JUBA – A meeting of South Sudan Catholic Bishops in the country’s capital Juba this afternoon condemned recent highway attacks in which five people including two Catholic nuns were killed by unidentified armed criminals, saying the so-called unknown gunmen are known to the government but are allowed to escape with impunity.
Violence against the Church has increased in recent months. In April, Bishop-elect of the Rumbek Catholic Diocese, Father Christian Carlassare, was shot and wounded several times in the leg at a night attack in the Lakes state capital Rumbek sparking uproar among the local population with President Salva Kiir Mayardit promising justice.
Last month, an attack on a convoy of vehicles on their way from Loa Parish of the Catholic Diocese of Torit in Nimule, where Loa Mission Centenary celebrations were held, to Juba was attacked by unidentified gunmen resulting in the killing of at least five people, two of whom are Catholic nuns and the government hasn’t yet established the identity of the attackers.

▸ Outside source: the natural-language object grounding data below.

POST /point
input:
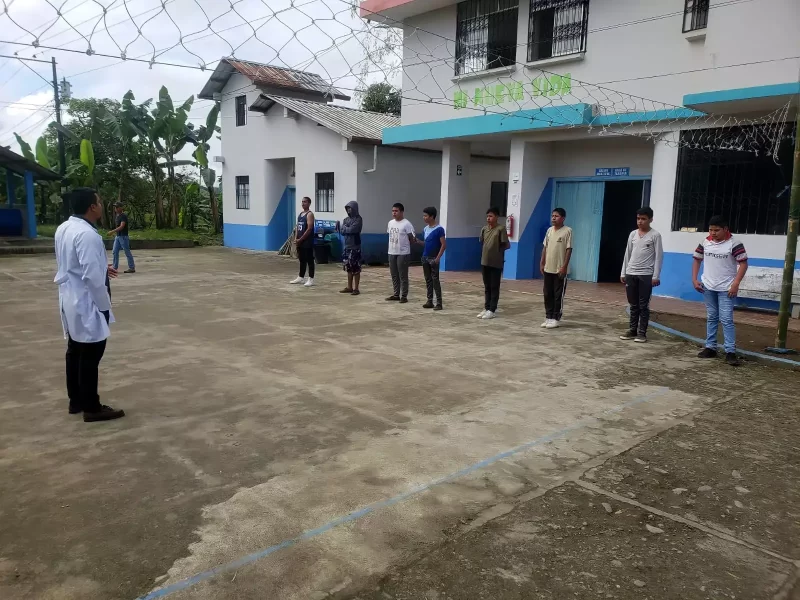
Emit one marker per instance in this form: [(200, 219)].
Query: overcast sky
[(314, 35)]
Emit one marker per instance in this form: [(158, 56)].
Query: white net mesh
[(329, 38)]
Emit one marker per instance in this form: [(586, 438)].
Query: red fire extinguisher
[(510, 225)]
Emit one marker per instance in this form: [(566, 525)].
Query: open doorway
[(620, 202)]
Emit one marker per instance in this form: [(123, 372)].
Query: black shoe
[(106, 413)]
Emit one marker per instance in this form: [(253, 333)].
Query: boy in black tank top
[(305, 244)]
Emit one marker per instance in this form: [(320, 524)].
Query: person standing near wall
[(641, 272), (554, 267), (494, 241), (401, 234), (304, 240), (122, 241), (351, 256), (724, 261), (435, 243), (84, 303)]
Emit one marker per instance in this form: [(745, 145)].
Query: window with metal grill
[(324, 192), (241, 110), (557, 28), (695, 15), (750, 190), (486, 35), (243, 192)]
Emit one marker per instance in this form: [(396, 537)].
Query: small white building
[(531, 83), (282, 140)]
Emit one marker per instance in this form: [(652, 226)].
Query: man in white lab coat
[(84, 300)]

In a strong-worded statement on Wednesday following a two-day meeting in Juba, South Sudan Catholic Bishops condemned the alarming violence against the Church, and said the attackers are well-known to the community in South Sudan, but the government has always allowed them to run away with the crime without accountability.
“We condemn unreservedly the murder on 16th August 2021 of our two dear Sacred Heart Sisters Mary Daniel Abbud and Regina Roba, and their fellow travelers on the Juba-Nimule road. While we call for forgiveness and reconciliation, we also demand that the killers be identified and held to account,” they said in the statement seen by Sudans Post.
“We reject the language of ‘unknown gunmen’; the local community usually knows who the killers are, but they are allowed to escape with impunity. We reject attempts to use this tragedy to derail the peace process. We are also outraged at other attacks on the church and its personnel, particularly the shooting of Bishop-elect Christian Carlassare in Rumbek,” they added in the statement.
The Church leaders also “recall the murder of our dear Sr Dr Veronika in Yei in 2016, the Regional Facilitator of the South Sudan Council of Churches in Malakal, Juliano Ambrose Otwali, killed in November 2020, Jesuit Fr Victor Odhiambo in Rumbek, and other church personnel. Once again we call for forgiveness and reconciliation for these shameful acts but also that those responsible must be held accountable. We condemn also the attacks on church property. We reject intimidation.”
“Indeed it is not only church personnel who are suffering violence. Our country is supposedly at peace, yet many of our citizens face violence on a daily basis. At this very moment people are being killed and displaced around Tombura and the rest of Western Equatoria, and elsewhere. People are still living in fear in UN POC camps.”